[DIGITAL Business Africa] – La finance technologique a alimenté les échanges au Salon PROMOTE 2026. Quelques heures avant l’ouverture officielle du Salon International de l’Entreprise, de la PME et du Partenariat de Yaoundé (PROMOTE), ce 14 juin 2026, les acteurs de l’écosystème Fintech ont tablé sur les difficultés qui entravent les transferts d’argent en Afrique centrale. Le thème de la conférence était : « Envoyer et recevoir de l’argent en Afrique centrale : pourquoi c’est encore si compliqué ? ».
Ont pris part aux discussion, des startups évoluant dans le secteur, les usagers mais surtout le Groupement Interbancaire Monétique de l’Afrique Centrale. Le GIMAC est l’institution sous-régionale chargée de l’interopérabilité des paiements dans la zone CEMAC. Il permet aux usagers de transférer, payer et recevoir de l’argent de manière transparente entre différentes banques et opérateurs de téléphonie mobile à travers les 6 pays membres.
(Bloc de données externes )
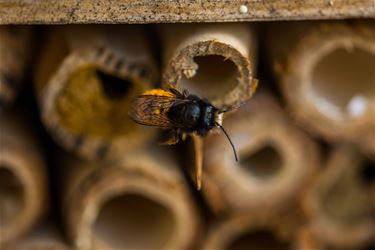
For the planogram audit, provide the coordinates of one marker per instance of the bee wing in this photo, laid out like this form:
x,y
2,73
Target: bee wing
x,y
151,110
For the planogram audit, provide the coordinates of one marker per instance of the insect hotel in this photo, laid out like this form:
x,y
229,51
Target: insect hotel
x,y
187,125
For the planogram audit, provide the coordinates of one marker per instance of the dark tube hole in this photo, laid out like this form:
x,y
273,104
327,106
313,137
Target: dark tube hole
x,y
113,87
261,239
368,172
264,163
11,196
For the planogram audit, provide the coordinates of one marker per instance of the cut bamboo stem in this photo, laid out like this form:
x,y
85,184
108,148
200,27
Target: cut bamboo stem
x,y
326,74
14,53
140,202
276,161
215,61
341,203
44,237
23,184
86,80
243,231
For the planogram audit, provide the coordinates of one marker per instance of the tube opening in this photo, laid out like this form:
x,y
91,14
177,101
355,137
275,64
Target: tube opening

Au rang des difficultés rencontrées dans les transferts d’argent transfrontaliers, figure la lourdeur des procédures. Cela se justifie par la réglementation stricte des changes de la BEAC, adoptées début juin 2026. Les nouvelles directives imposent une traçabilité rigoureuse (KYC, AML/CFT) et un contrôle des préfinancements des fonds entrants.
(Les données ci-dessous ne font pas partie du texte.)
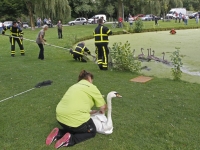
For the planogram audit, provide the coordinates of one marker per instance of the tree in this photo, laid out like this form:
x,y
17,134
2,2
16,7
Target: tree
x,y
12,9
54,9
30,7
110,10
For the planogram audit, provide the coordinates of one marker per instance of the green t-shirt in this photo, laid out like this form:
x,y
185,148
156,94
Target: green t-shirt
x,y
74,108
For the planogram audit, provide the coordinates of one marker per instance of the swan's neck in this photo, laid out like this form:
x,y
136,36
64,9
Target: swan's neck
x,y
109,105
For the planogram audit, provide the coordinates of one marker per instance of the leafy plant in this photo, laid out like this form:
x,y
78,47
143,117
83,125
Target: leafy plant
x,y
177,64
123,59
138,26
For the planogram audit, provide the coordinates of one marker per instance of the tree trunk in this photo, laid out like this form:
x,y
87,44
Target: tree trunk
x,y
120,9
30,12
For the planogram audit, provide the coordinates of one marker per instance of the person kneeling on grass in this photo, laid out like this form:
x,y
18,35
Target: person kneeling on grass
x,y
79,51
73,113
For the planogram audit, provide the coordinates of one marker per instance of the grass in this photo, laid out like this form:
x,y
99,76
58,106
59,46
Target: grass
x,y
161,114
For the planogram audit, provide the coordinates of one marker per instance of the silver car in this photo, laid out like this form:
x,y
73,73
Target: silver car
x,y
7,23
78,21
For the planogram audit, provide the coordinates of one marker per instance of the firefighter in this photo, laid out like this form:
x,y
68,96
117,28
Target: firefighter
x,y
16,35
101,42
79,52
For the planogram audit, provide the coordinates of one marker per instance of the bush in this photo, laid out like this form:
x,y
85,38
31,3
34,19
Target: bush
x,y
122,58
138,26
177,64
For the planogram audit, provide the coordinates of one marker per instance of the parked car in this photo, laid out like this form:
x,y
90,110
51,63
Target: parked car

Les opérateurs Fintech déplorent aussi le Règlement de change de la CEMAC,qui limite les fuites de capitaux. Selon ces règles, les fintechs, même si elles sont des institutions de paiement agréées, doivent justifier et documenter les transactions, ce qui allonge les délais de traitement par rapport aux standards internationaux.
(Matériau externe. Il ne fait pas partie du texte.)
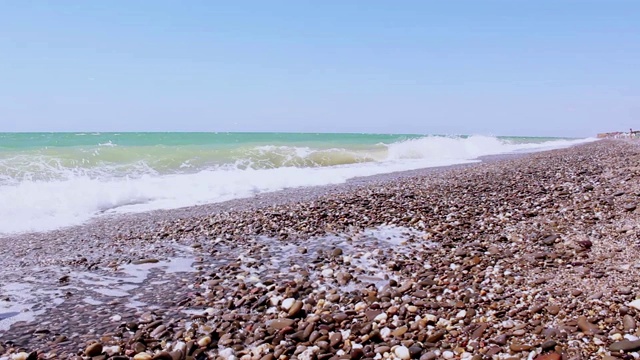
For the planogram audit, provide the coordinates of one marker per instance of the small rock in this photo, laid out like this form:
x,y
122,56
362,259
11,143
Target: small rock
x,y
548,345
94,349
624,290
588,328
628,322
550,356
429,356
287,303
295,308
635,304
402,352
414,351
517,347
553,309
144,261
278,324
143,356
335,339
204,341
625,345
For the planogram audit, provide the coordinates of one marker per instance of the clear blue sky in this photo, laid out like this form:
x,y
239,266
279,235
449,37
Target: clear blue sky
x,y
512,67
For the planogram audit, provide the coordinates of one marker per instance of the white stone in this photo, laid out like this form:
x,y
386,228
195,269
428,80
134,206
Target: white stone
x,y
360,306
275,300
204,341
180,345
210,311
287,303
327,272
431,318
635,304
227,354
308,353
508,324
402,352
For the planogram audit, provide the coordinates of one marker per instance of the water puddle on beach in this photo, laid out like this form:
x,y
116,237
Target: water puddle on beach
x,y
367,255
24,298
107,296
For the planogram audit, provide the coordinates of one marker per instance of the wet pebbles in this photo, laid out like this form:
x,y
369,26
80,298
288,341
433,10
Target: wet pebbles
x,y
533,257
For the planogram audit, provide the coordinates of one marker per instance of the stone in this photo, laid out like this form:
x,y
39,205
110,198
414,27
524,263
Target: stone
x,y
635,304
625,345
548,345
162,355
414,351
500,340
550,356
588,328
429,356
143,356
518,347
144,261
624,290
204,341
398,332
287,304
553,309
335,339
278,324
402,352
94,349
295,308
628,322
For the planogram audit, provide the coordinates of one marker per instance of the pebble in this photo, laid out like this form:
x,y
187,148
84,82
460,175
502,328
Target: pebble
x,y
287,303
550,356
402,352
625,345
94,349
143,356
635,304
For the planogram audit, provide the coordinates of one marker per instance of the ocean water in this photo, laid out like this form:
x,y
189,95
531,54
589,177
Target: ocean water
x,y
53,180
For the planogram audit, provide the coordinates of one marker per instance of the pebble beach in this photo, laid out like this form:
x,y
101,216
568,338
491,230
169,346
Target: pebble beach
x,y
534,256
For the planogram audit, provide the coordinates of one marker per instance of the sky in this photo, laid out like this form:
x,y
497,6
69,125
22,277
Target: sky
x,y
510,67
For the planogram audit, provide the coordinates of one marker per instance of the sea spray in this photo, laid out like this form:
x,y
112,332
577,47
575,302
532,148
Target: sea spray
x,y
48,181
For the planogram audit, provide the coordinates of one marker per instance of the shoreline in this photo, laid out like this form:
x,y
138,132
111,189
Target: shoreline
x,y
452,262
266,199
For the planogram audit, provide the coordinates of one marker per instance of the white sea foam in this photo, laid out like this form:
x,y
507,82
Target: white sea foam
x,y
71,197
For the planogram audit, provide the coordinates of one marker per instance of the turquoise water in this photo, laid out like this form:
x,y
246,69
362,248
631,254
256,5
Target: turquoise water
x,y
59,179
La non-conformité de plusieurs acteurs sur le marché n’est pas en reste. Ces acteurs en marge de la réglementation excellent dans le contournement de la réglementation des changes, le non-respect de la tarification, le blanchiment. C’est cela qui semble amener la BEAC et la COBAC à durcir les sanctions, pénalisant régulièrement les banques et établissements de paiement fautifs.
Une autre entrave à l’essor des transactions transfrontalières en zone CEMAC est le manque de solidarité entre les opérateurs. Chacun veut établir sa stratégie de son côté, dit-on. De l’avis de la BEAC, cet absence de synergies d’écosystème s’explique principalement par une concurrence exacerbée sur un marché fragmenté, un environnement réglementaire strict, et le poids de la position dominante des opérateurs télécoms et bancaires. Cette fragmentation limite l’interopérabilité et ralentit l’inclusion financière régionale.
En ce qui concerne les paiements mobiles, Landry Evina, Directeur du développement du Réseau et Marché du Gimac, a dévoilé les innovations du GIMAC. Dont le mobile mobile, le mobile Banking (accès aux services financiers via un smartphone).
le QR code est aussi une innovation du GIMAC qui pourra permettre aux commerçants d’accepter tous les instruments de paiement. Mieux, le GIMAC prépare des partenariats avec des sociétés technologiques mondiales spécialisées dans les paiements pour donner au groupement une portée mondiale.